All’incontro con la stampa, insieme al regista, erano presenti anche Susanna Nicchiarelli e gli attori Leonardo Maltese, Paolo Pierobon, Barbara Ronchi, Fausto Russo Alesi, Fabrizio Gifuni e Enea Sala.
“Quando lessi il libro di questa storia mi colpì molto, ripete ancora Bellocchio, come se mi coinvolgesse. Poi ho scoperto che il grande Steven Spielberg stava preparando un film proprio su Edgardo Mortara ed era già avanti nella preparazione; erano già arrivati suoi collaboratori alla ricerca di location e ambienti in Italia e persino molti attori erano già stati contattati. Quando invece ho saputo che la produzione si era fermata ho deciso di girare io un film sulla vicenda. In ogni caso sono convinto che questo film non possa essere realizzato in una lingua diversa dall’italiano, con i suoi accenti regionali; oltre naturalmente all’utilizzo del latino e dell’ebraico”.
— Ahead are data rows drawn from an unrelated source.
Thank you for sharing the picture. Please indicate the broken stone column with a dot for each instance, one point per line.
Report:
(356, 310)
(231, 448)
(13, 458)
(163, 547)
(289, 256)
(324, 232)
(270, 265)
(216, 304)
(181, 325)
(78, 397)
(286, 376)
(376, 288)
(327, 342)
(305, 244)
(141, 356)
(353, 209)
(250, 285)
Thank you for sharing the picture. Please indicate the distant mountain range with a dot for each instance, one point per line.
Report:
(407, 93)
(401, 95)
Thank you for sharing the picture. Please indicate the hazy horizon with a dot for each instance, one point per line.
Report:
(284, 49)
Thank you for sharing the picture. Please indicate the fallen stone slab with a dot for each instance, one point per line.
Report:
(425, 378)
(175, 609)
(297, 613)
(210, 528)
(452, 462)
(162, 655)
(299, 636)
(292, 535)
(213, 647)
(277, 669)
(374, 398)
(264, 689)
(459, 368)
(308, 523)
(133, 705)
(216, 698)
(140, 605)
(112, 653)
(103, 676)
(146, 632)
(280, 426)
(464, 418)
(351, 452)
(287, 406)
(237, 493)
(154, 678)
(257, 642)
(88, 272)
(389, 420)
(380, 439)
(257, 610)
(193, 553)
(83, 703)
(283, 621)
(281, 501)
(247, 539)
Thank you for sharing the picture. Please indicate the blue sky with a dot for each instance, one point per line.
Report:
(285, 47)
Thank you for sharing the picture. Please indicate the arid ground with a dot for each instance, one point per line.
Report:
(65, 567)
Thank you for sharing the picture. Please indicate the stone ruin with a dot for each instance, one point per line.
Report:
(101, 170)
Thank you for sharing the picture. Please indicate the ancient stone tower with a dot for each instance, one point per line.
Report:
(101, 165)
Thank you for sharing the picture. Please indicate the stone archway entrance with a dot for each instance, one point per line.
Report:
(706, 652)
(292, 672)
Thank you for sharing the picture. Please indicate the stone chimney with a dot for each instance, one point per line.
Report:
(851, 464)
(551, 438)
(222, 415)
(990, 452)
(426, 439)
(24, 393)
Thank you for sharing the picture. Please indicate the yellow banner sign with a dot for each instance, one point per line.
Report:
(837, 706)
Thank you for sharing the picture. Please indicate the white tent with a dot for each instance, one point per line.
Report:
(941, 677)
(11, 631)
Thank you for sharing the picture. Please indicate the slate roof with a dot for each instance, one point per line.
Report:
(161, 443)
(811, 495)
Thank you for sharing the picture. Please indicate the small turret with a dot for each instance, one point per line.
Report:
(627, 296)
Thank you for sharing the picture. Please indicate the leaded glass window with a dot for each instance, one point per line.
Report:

Rapito è stato dunque fin da principio un progetto a cui il regista ha dedicato anima e corpo, reso possibile, innanzitutto, dal grande lavoro degli attori, a partire dal piccolo Enea Sala: “Con gli attori c’è stato un rapporto molto bello, di grande coinvolgimento, di grande profondità. Enea in particolare mi ha stupito con il suo sguardo e con la sua voce, con la sua capacità di dare alle parole un peso. Lui ha dato la sua umanità, la sua sofferenza, la sua angoscia e il suo discreto dolore e anche l’enigma di certi sguardi in cui tu non capisci cosa stia pensando”.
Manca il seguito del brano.